Нельзя сказать, что он был доволен жизнью, он был так же взбешён, как и Коул, просто тот темпераментом не вышел. У Джейкоба же были железные нервы, стальные, как металлические строительные тросы, на которых поднимают бетонные плиты, вот те самые плиты, из которых строят дома. Нервы Джейкоба были такие же крепкие, они никогда не лопались, они переплетались стальными волокнами в один сплошной непробиваемый трос. Ему жалко было Коула, он отвечал не только за себя. Когда-то по молодости Коул завёл жену, она завела ребёнка, и теперь он увяз. Неудивительно, что он так орал. Джейкоб бы тоже орал, если б тонул не один, если бы тащил за собой ещё жену и дочь.
– Мне домой надо, – сказал Коул, – ты идёшь?
– Побуду немного.
Коул стащил мятую ветровку со спинки высокого стула, отряхнул уже давно подсевшие брюки, они блестели местами от частой многолетней глажки, положил смятую купюру на стойку и ушёл.

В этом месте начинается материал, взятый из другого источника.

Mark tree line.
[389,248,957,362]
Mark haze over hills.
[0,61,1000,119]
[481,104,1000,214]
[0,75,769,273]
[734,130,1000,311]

Джейкоб также не был доволен своим жалованьем в три с половиной, мать его, тысячи. Он особо не матерился, но, когда возникала острая необходимость, в голове его всегда звучал голос Коула. У него в закромах было запасено немало фразочек напарника. Тот был остёр на язык. Язык Джейкоба был слишком скромен. Но эти, мать его, гроши не оставляли и его в покое. Ему тоже надоела курица с заправки и дешёвый бензин. Ему хотелось, чтобы дома стояли свежие фрукты, чтобы сам он ездил на новой машине, и не выделенной отделом, а своей, но где ж её взять, если только в кредит. Единственное, что радовало Джейкоба, это страховка, бесплатная, она была за счёт государства, ты же всё-таки защищал государство, и если уж так случится, что решишь помирать, то тебя, так уж и быть, вылечат. Если бы не это, ходить ему без страховки всю оставшуюся жизнь. С такой зарплатой выбирать не приходится – либо аренда, либо здоровье. Все выбирают жильё. А ему хотелось съездить в горы, покататься на лыжах, снять маленький домик с камином и большим таким креслом, чтобы сесть в него и утонуть. Но на своё жалованье он не мог оплатить себе ни горы, ни домик. А единственное доступное ему кресло было рабочим. У него полетела регулировка, и Джейкоб уже месяц сидел выше, чем хотелось, его ноги упирались в стол. Он месяц ждал чёртово кресло, и не знал, сколько ему ещё ждать. Он уже готовил документы на повышение, нужно было пройти тест и стать лейтенантом. Ему тогда дадут и новое кресло, и прибавку к жалованью в целых пятьсот долларов.